In caso di decesso del professionista, la sospensione è inoltre prevista per sei mesi.
La norma non vale solo per i professionisti ordinistici ma viene estesa anche a i titolari individuali di lavoro autonomo o di impresa oppure (se il soggetto colpito risulta essere l’unico amministratore) ai soci di società di persone o di S.r.l.
Questa parte della norma scaturirebbe anche da una buona intenzione – ed in tal senso potrebbe essere affinata – ma ancora una volta sembra destinata per lo più a professionisti che si occupino di meri adempimenti (idem per quanto riguarda le imprese).
Per dirla tutta, una norma che permetta di dilazionare aspetti di natura dichiarativa e verso la sola P.A. mal si attaglia alla professione del consulente del lavoro, il quale, proprio in forza della specificità del proprio operato, potrà anche beneficiare del rinvio di adempimenti in scadenza ma ha compiti (uno su tutti, ma non è certo il solo: gli stipendi ogni mese) che difficilmente possono esser dilazionati e che sono conseguenti non tanto al rapporto con lo Stato ma al destinatario più debole del rapporto di lavoro: il lavoratore (eh sì, ancora una volta ci si occupa di persone, non di adempimenti formali).
Non a caso proprio l’Ordine dei Consulenti del lavoro sta pensando di creare (e non è cosa facile) una rete di assistenza ai colleghi in difficoltà anche con casistiche più estese di quelle individuate dalla legge (iniziativa in fase di start-up con il nome di “ Progetto WEL.CO.M.E.”).
Insomma, l’impossibilità sopravvenuta di esercitare la propria professione, ordinistica o meno che sia, si trova a fare i conti non solo e non tanto con gli adempimenti, ma in prima battuta deve fronteggiare l’esclusione dal mercato per il fatto di non poter far fronte (per le emergenze personali sopravvenute) agli impegni e agli interventi di cui i clienti necessitano. E quindi solo una rete di solidarietà può risolvere il problema, poi il lavoratore autonomo può essere coadiuvato certamente anche da un “rilassamento” sul fronte delle scadenze.
Ci si consenta però un osservazione: da anni il nostro Centro Studi milanese ha proposto e riproposto (proposta poi ripresa a livello nazionale) la sospensione di alcuni adempimenti – in particolare, cartelle pazze e verbali complessi – in scadenza durante il periodo feriale, argomento ben più semplice ed immediato di quello affrontato dalla norma in commento ma che non ha avuto ad oggi alcun riscontro.

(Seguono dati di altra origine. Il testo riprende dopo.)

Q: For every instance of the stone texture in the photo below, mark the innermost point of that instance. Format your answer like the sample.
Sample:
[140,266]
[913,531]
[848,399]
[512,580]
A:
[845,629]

Sarebbe grottesco che al professionista ammalatosi – magari perchè costretto a “tirarsi il collo” 12 mesi su 12 – si conceda poi ”il contentino” di presentare in ritardo qualche dichiarazione mentre la sua vita professionale e personale è andata a rotoli.
Stiamo parlando di un disegno di legge che con la professione dei consulenti del lavoro non c’entra nulla, disprezzandone il ruolo e le competenze specifiche (ma non il volume d’affari, ovviamente) e che sembra ispirata ad (qualora non addirittura ispirata da) altre professioni.

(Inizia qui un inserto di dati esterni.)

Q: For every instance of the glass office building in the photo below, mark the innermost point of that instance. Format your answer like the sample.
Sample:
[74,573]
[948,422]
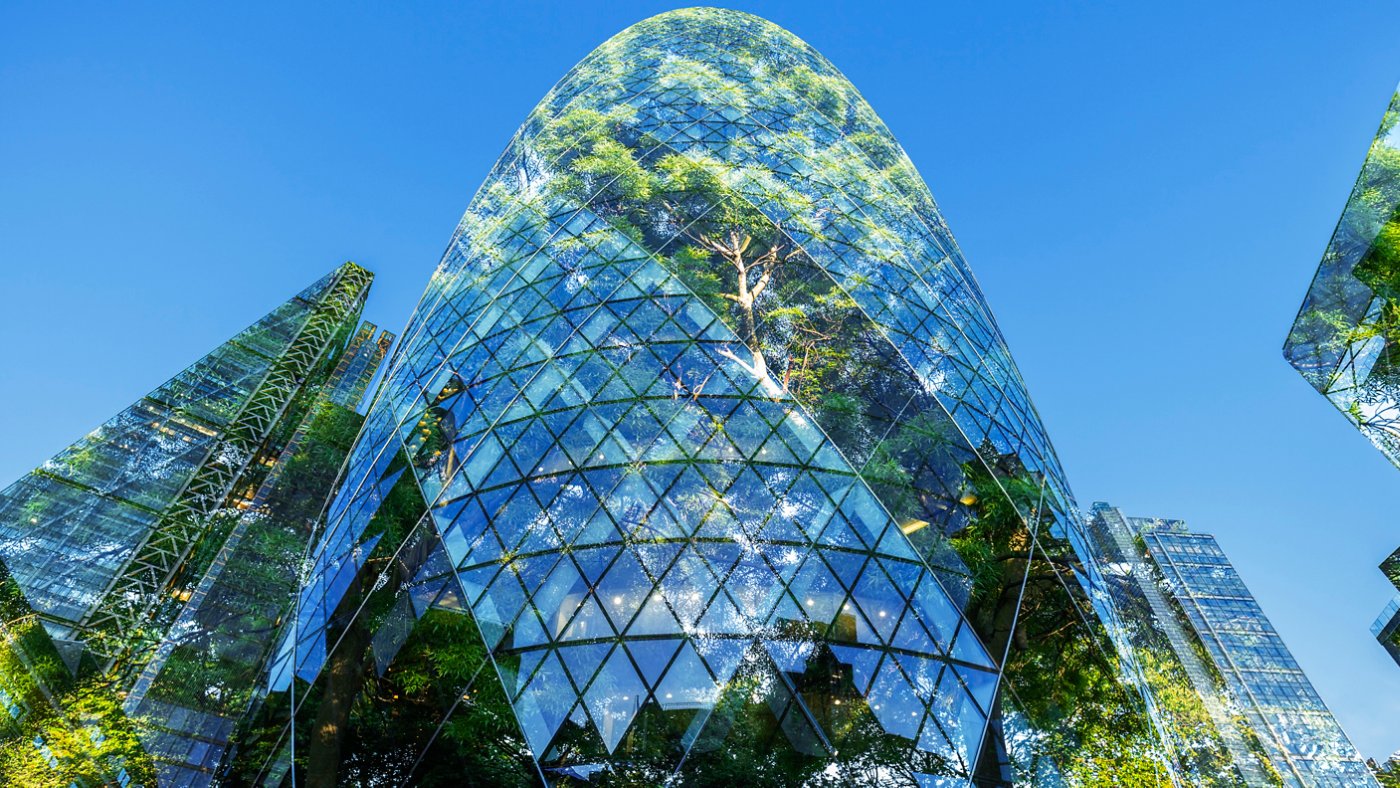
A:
[703,456]
[147,564]
[1266,686]
[1347,335]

Ciò anche per il corpo complessivo delle proposte normative, che non sembra ben calibrato e messo lì un po’ a casaccio come contorno a quello che ci appare come il vero significato della norma: erodere (questo sì ed in maniera pesante) le competenze specifiche che i consulenti del lavoro si sono conquistati sul campo e che sono il riconoscimento della professionalità dimostrata dagli stessi e del loro ambito caratteristico di competenza.

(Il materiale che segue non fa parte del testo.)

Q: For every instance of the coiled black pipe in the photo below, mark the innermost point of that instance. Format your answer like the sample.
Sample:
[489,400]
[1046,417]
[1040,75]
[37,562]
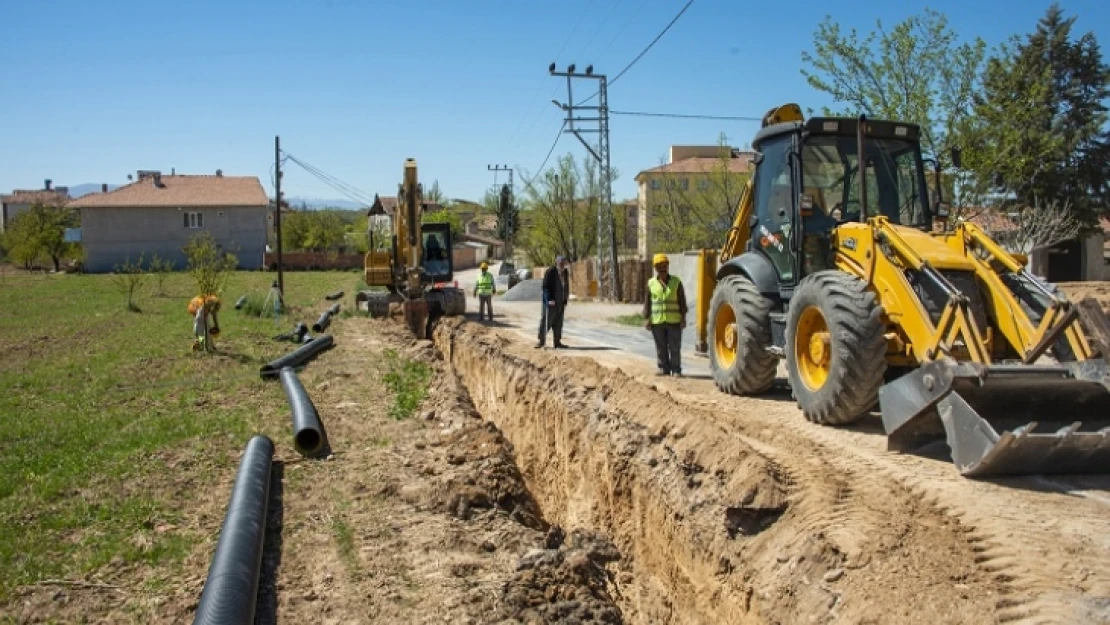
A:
[298,356]
[308,431]
[232,586]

È ora non di fare proposte normative poco decenti e mascherate di una ragionevolezza che davvero non traspare dal testo normativo in esame, ma di cambiare una legge – la n. 12/1979 – che vede i consulenti del lavoro ingiustamente succubi di altre professioni e di altre figure anche non professionali.
Perché se il lavoro è fondamentale nella vita delle persone, chi opera intorno al lavoro deve avere una particolare attenzione ed una peculiare sensibilità professionale. Chi non ce l’ha … se ne faccia una ragione.